Die Zusammenarbeit zwischen dem Arbeitskreis und der Polnischen Kommission zur Erforschung der deutschen Verbrechen in Polen kam am Rande einer internationalen Tagung zum KZ und Zuchthaus Sonnenburg 1933-1945 »Erinnerung an Vergangenheit baut gemeinsame Zukunft«, die am 13.9.2013 von der Berliner VVN-BdA in Zusammenarbeit mit der Gemeinde Słońsk veranstaltet wurde, zustande. Im Januar 2014 fand bereits ein erstes Arbeitstreffen zwischen Hans Coppi und dem zuständigen Staatsanwalt, Janusz Jagiełłowicz, in Gorzów Wielkopolski statt, bei dem die Ermittlungen durch Zeugenbenennung und Dokumente die evtl. als Beweismaterial verwendet werden könnten, unterstützt wurden. Nach Recherchen des Arbeitskreises leben zumindest in Belgien noch zwei ehemalige Gefangene des Zuchthauses Sonnenburg. Dank der Bemühungen der Mitglieder der Arbeitsgruppe und der internationalen Zusammenarbeit konnten Angehörige ehemaliger Häftlinge in Norwegen, Frankreich und Deutschland auswindig gemacht werden. Geplant ist auch die Gründung eines Internationalen Häftlings-Komitees.

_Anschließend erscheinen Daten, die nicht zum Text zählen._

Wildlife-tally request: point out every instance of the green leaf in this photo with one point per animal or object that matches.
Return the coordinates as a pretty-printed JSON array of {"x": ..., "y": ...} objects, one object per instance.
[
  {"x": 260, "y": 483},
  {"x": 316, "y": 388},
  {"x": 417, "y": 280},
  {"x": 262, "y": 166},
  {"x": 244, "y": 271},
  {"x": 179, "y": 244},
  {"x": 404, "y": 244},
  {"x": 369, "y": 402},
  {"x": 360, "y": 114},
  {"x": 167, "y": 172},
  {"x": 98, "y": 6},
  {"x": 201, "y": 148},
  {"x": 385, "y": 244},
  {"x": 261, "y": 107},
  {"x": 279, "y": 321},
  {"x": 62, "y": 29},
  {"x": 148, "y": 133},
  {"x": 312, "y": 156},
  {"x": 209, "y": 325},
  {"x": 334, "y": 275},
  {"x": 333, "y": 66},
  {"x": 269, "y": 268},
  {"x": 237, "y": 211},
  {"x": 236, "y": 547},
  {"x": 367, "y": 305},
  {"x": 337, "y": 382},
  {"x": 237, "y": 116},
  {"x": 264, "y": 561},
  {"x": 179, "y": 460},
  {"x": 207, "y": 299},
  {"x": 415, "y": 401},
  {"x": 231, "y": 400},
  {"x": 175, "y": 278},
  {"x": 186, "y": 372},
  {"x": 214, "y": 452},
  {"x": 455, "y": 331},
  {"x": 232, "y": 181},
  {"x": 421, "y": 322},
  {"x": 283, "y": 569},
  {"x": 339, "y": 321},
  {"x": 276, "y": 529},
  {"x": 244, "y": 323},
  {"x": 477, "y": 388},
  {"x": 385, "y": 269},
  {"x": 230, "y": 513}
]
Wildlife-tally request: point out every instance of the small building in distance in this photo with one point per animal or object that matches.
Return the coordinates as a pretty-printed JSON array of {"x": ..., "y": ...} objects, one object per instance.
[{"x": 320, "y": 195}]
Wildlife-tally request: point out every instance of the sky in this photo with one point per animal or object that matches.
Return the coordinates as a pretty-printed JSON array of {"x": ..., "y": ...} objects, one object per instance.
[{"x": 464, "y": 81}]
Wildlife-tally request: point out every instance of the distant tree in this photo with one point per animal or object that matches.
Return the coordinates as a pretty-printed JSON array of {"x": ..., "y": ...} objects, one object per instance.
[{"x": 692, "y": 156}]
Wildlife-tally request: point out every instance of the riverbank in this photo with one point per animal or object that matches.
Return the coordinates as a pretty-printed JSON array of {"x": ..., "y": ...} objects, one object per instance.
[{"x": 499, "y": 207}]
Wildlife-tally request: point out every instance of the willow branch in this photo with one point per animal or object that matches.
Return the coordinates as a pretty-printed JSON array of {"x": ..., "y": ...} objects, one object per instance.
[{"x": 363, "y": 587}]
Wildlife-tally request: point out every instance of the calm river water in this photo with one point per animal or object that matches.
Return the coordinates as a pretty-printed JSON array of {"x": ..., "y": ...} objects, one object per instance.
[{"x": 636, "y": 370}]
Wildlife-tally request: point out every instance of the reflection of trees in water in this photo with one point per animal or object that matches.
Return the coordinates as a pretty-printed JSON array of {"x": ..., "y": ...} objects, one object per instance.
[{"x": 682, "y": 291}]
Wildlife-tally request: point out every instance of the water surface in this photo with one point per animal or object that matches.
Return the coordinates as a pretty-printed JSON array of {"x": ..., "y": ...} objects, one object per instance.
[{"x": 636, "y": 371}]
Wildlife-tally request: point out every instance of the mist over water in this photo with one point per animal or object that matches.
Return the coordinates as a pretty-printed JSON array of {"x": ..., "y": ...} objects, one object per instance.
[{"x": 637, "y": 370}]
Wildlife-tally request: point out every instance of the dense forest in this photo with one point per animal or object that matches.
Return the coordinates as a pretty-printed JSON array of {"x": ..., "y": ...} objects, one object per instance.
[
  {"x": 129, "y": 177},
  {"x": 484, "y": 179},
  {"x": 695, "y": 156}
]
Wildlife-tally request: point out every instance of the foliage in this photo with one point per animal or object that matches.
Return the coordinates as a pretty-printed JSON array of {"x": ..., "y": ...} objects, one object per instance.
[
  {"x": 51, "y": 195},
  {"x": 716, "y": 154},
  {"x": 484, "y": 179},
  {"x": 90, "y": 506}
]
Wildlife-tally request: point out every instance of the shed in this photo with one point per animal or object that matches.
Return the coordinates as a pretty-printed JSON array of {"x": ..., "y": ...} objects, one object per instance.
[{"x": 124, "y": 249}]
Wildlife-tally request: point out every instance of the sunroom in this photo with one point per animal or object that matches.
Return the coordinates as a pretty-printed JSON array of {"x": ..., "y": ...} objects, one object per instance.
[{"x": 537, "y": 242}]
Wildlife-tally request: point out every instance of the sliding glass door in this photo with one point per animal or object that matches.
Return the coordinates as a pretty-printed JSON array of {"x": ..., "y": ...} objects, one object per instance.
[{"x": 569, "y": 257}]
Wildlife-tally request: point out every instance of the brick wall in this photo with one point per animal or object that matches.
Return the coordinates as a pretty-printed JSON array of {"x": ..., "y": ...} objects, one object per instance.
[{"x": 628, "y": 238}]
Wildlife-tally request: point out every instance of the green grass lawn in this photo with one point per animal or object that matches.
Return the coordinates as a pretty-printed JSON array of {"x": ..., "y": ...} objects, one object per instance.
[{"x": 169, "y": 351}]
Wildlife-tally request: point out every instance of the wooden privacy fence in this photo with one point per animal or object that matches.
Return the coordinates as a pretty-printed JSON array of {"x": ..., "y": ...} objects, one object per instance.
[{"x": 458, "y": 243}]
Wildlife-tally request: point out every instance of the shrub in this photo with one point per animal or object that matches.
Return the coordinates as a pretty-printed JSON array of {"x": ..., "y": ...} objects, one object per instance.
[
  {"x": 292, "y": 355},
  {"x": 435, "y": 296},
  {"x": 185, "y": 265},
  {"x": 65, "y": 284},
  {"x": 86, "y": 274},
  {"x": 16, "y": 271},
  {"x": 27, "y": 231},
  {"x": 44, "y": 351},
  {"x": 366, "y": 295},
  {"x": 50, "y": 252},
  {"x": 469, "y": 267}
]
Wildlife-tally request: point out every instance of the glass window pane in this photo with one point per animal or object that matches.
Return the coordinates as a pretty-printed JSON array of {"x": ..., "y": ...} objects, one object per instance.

Der Arbeitskreis ist auf Unterstützung angewiesen und sucht immer noch Mitstreiterinnen und Mitstreiter, die die Geschichte des vergessenen KZs und Zuchthauses Sonnenburg aufarbeiten und Słońsk als Ort der gemeinsamen europäischen Erinnerung an den antifaschistischen Widerstand wiederentdecken wollen.